Thanks to its trade stance, China is the only major U. S. trading partner to register a decline in merchandise imports last year. Purchases of American goods fell by $1 billion, or 17.2%, from 1989. Meanwhile, skyrocketing exports to the U. S.--mainly footwear, textiles, toys, and sports equipment--helped the trade deficit jump 67%, to $10.4 bil-lion over the same period (chart).
The immediate source of friction is Beijing's failure to deliver on promises to safeguard American software, movies, and books. The Chinese government itself is one of the world's biggest software pirates, U. S. publishers charge. "We are talking about blatant, government-sponsored and -condoned piracy," says Eric H. Smith, general counsel of the International Intellectual Property Alliance, a group of U. S. industry associations. The organization estimates that illegal copying in China cost U. S. companies $400 million last year, a figure the U. S. Trade Representative's office says is reasonably accurate. Striking back, the U. S. this month may formally cite China as an international trade pirate, clearing the way for sanctions.
But the big test will come in June, when China is counting on the U. S. to renew its most-favored-nation privileges, which grant lower tariffs. Despite strains in the relationship, Bush is expected to recommend extension of MFN on June 1. But Congress, which is showing renewed concern about the U. S. trade deficit, could reverse the decision or lay on restrictions. Prime Minister Li Peng warned Apr. 10 that diplomatic relations would be seriously damaged if MFN were withheld.

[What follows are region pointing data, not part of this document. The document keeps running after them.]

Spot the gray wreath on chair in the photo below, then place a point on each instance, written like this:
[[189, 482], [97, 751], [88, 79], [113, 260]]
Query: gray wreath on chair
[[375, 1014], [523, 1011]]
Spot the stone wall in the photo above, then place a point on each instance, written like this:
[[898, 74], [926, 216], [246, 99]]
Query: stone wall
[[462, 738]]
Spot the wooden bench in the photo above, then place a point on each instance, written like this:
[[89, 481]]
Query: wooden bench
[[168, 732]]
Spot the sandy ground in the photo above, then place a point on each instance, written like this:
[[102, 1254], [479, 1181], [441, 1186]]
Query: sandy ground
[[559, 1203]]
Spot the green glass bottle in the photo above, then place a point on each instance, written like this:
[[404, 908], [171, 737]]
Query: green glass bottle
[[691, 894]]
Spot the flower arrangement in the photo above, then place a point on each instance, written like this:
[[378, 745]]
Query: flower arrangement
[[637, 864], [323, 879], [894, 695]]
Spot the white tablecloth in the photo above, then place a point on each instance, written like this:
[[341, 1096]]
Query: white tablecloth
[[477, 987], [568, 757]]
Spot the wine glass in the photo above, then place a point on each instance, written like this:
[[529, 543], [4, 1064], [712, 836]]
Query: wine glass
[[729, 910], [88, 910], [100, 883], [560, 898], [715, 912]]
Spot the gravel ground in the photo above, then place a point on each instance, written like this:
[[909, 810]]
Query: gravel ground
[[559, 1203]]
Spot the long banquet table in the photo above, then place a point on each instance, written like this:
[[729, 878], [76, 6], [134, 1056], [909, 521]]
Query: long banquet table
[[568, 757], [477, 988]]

'REGRESSING.' Washington has tried to restore the trade balance through quiet talks with top Chinese leaders, but to no avail. For nearly three years, Beijing has held to a restrictive trade policy that rigidly controls credit, government spending, and imports.
"We are quite concerned because it looks like China is regressing and their market is becoming closed," says U. S. Trade Representative Carla A. Hills. On Apr. 13, she is scheduled to meet with Tong Zhiguang, Beijing's vice-minister for trade, in Washington, but few in the Administration expect a breakthrough.
Instead, the Administration faces an Apr. 26 deadline to name countries that are violating U. S. intellectual-property laws. Senator Max Baucus (D-Mont.), chairman of a key trade subcommittee, says targeting Beijing would go a long way "toward bringing China back into the world trading community." But even that threat may hold little sway with China's leaders.